Proposed C4GT 1,100-MW natural gas-fired power plant for Charles City County, VA

Developer Abandons Charles City Virginia Gas-Fired Power Project

From an Article by Darrell Proctor, Power Magazine, July 12, 2021

A Michigan-based energy company NOVI Energy that planned to build a 1.1-GW gas-fired power plant in Virginia has pulled the plug on the project.

NOVI on July 9 said it would abandon development of the C4GT plant in Charles City County, which is southeast of Richmond. The project, one of two gas-fired plants planned for the area, faced local opposition, and already had been plagued by delays.

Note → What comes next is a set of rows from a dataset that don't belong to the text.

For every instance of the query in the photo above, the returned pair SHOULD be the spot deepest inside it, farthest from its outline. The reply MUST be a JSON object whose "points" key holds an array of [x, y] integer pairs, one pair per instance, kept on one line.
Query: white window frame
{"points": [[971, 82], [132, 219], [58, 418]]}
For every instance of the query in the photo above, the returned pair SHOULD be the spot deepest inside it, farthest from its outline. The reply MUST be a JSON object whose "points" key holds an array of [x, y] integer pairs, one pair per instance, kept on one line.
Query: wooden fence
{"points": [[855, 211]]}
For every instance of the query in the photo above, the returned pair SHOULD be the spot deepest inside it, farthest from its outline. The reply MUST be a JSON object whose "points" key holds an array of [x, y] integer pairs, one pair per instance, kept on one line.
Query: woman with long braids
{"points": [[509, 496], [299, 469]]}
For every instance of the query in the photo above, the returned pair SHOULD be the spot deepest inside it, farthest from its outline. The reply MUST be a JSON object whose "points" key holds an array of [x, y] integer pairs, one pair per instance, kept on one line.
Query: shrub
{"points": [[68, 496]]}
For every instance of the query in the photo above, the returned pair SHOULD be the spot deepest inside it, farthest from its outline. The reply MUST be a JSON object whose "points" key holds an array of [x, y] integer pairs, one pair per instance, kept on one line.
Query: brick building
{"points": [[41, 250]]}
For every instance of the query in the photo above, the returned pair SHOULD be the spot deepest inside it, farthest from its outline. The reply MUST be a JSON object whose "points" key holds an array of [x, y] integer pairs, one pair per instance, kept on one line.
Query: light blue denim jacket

The developers also were involved in a dispute with Virginia Natural Gas (VNG), which serves customers in southeastern Virginia, about supplying the plant’s feedstock. VNG earlier this year sued C4GT’s developers for allegedly breaking the terms of a supply agreement.

A statement issued last week by a group representing the developer said, “NOVI Energy cares deeply about the communities it serves and the affordable, reliable power facilities it helps build. After taking feedback from the community and assessing the changing market, NOVI Energy has decided not to pursue the C4GT power plant.”

Local officials in Charles City County earlier this year had voted to begin the process of reclaiming land on the proposed site of the plant. Environmental advocates and local residents in May held a virtual meeting and called on state officials to stop the project.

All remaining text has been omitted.